Sponsors slow to hook onto Olympic rings

As IOC meeting opens March 16, all eyes are on whether group willreform.

March 17, 1999

When Salt Lake Olympics chief Mitt Romney served pizza to his management committee last week, the symbolism was perfectly clear. The financial belt was tightening on a scandal that had been rife with millions of dollars in freebies and bribes.

It has to. The Salt Lake Organizing Committee (SLOC) is $600 million short of its budget goals. And while a number of factors have contributed to the shortfall, one is particularly glaring: Some $350 million of projected money from sponsors has not materialized.

Concerned about what effects the scandal will have on the image of the Games, corporate sponsors have been slow to hook their fortunes to the five rings. Telecom company U S West, for instance, signed on only after protracted talks, and another potential sponsor, John Hancock Insurance, actually canceled negotiations with Olympic officials entirely.

Now, as the International Olympic Committee (IOC) in Lausanne, Switzerland, begins perhaps the most important meeting in its 105-year history, both sports fans and sponsors are watching to see how far the organization will go to reform itself. The result will likely affect whether some as-yet-unsigned sponsors agree to back the Games - and how much they are willing to pay.

"All sponsors have to step back and take a look at whether or not they'll be getting their dollar's worth of publicity," says Thayne Robson, an economist at the University of Utah here. "Sponsorship is not a philanthropic activity, it's a business activity. It's about accessing the world marketplace through the venue of the Olympics."

In fact, observers say, sponsors are one of the few groups that can actually pressure the Olympic hierarchy into serious reform. As an independent international organization, the IOC is not bound by any country's corruption or bribery laws, making reform voluntary. Sponsors, though, have monetary leverage.

Still, people who have been involved with the Olympics before say the current difficulties can be overcome. Rob Prazmark, for one, is well aware of the challenges of international salesmanship amid scandal.

"I was selling sponsoring while they were imprisoning people in Seoul," says Mr. Prazmark, referring to the controversy surrounding the decision to hold the 1988 summer Games in South Korea.

Despite the successful Los Angeles summer Games in 1984, the IOC had only about $50,000 in its bank account and was in dire financial trouble, he recalls. When he tried to use the corporate sponsorship fund-raising model that had worked in Los Angeles, he found that businesses were concerned about student riots over the issue of martial law in South Korea.

"People were getting killed in South Korea, and some were asking, 'How can you support this country?' That was a marketing challenge," says Prazmark, now a senior vice president of International Management Group, a sports-event management company in Cleveland. In the face of those problems, Prazmark went on to raise $125 million from nine companies.
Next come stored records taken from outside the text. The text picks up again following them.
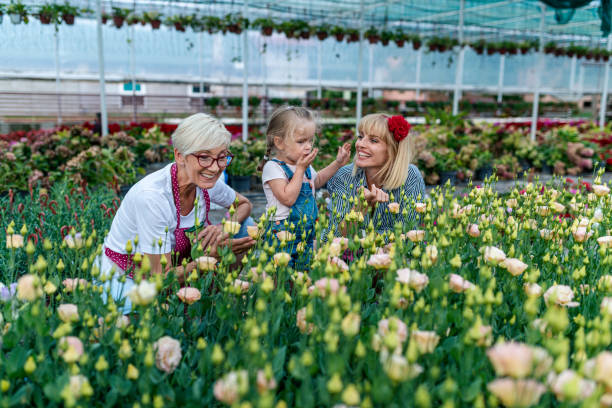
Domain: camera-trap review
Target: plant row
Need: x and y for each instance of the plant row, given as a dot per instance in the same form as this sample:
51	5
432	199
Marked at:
298	29
444	146
471	301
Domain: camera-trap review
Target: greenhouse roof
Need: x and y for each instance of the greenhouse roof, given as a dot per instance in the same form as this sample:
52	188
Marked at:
482	18
487	19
"The same thing is happening here, only it's a different crisis," he says.

Prazmark now works on the other side, negotiating sponsor contracts for corporations. He has cemented recent Olympic contracts for Texaco and U S West. He's also currently negotiating for two other clients that he refused to name.
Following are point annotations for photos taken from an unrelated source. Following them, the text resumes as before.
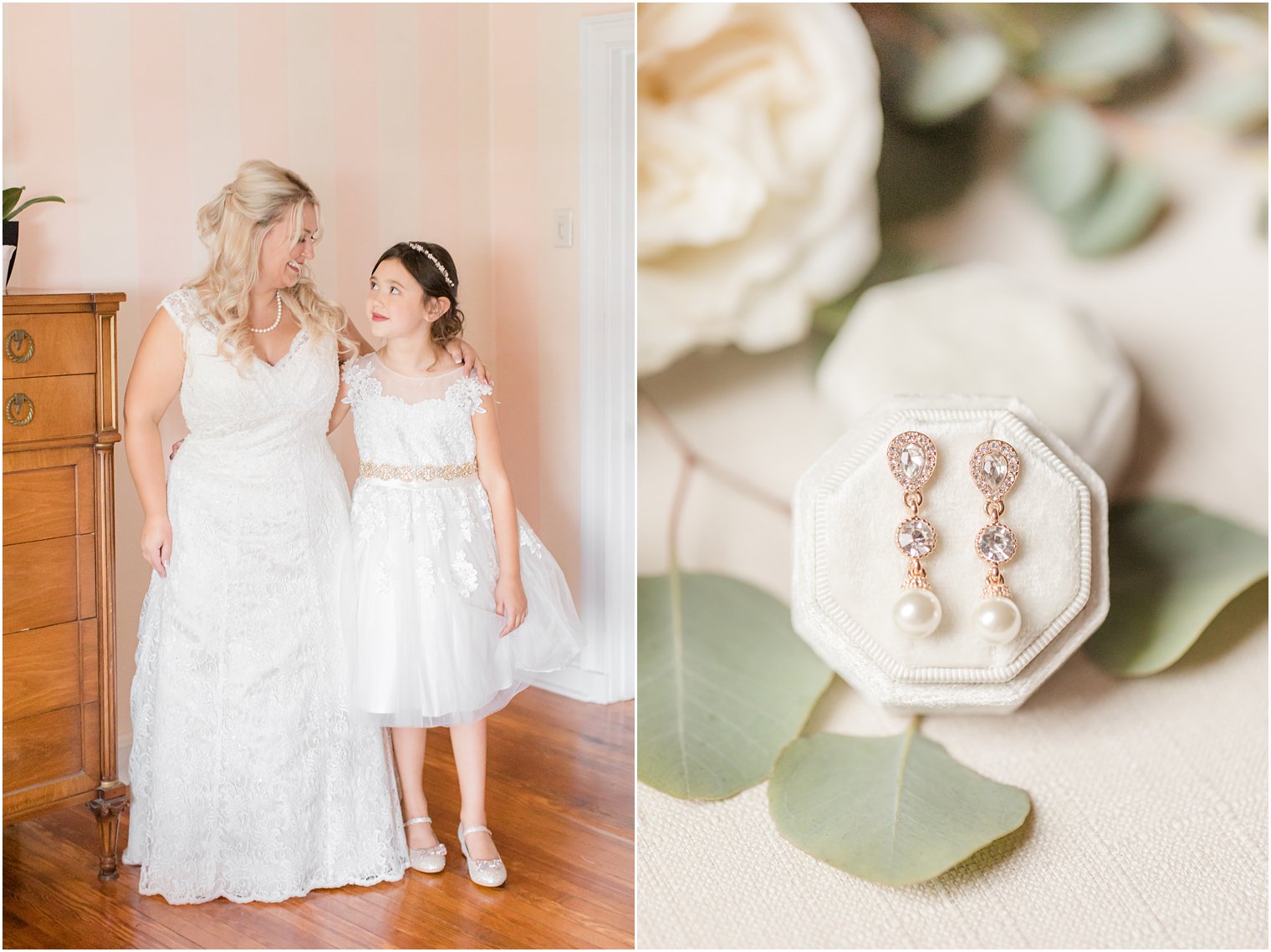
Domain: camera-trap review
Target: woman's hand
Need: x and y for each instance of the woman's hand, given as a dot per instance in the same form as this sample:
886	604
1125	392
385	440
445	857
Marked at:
156	543
463	352
510	603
For his part, Prazmark thinks the Games will recoup their sponsorship money. Not only has the IOC vowed to address the problems, but the public has a short memory, he says. All that works to a sponsor's advantage. "My opinion is that sponsors feel that the situation will resolve itself, unless there's some massive bump in the road that no one has anticipated," he says. "We won't know the long-term effect of what consumers think ... until Sydney [in 2000]."

Also, significantly, there's been no talk of renegotiating contracts since the scandal broke, he says. Those contracts under negotiation now, however, may come in lower than anticipated.

And that could have a profound effect on the Salt Lake Games. The Salt Lake City Council, which is already facing a budget shortfall, has just been told that it will probably have to provide $22 million of services during the 2002 Games.

"The administration hopes that $9 million will be reimbursed from federal grants, in-kind contributions, and the like, but that still leaves us with $10 million we have to come up with as a city," says Councilwoman Deeda Seed. "There's no pot of gold at the end of the rainbow, and I think we're going to face a net loss at the end of the Olympics."

Forecasts like that have Mr. Romney ordering pizza and trimming budgets. Last week he unveiled a plan to cut as much as $84 million from SLOC's $1.5 billion budget. That's wise, says Prazmark. "Salt Lake is very smart in lowering people's expectations," he says. "You can always spend more money later."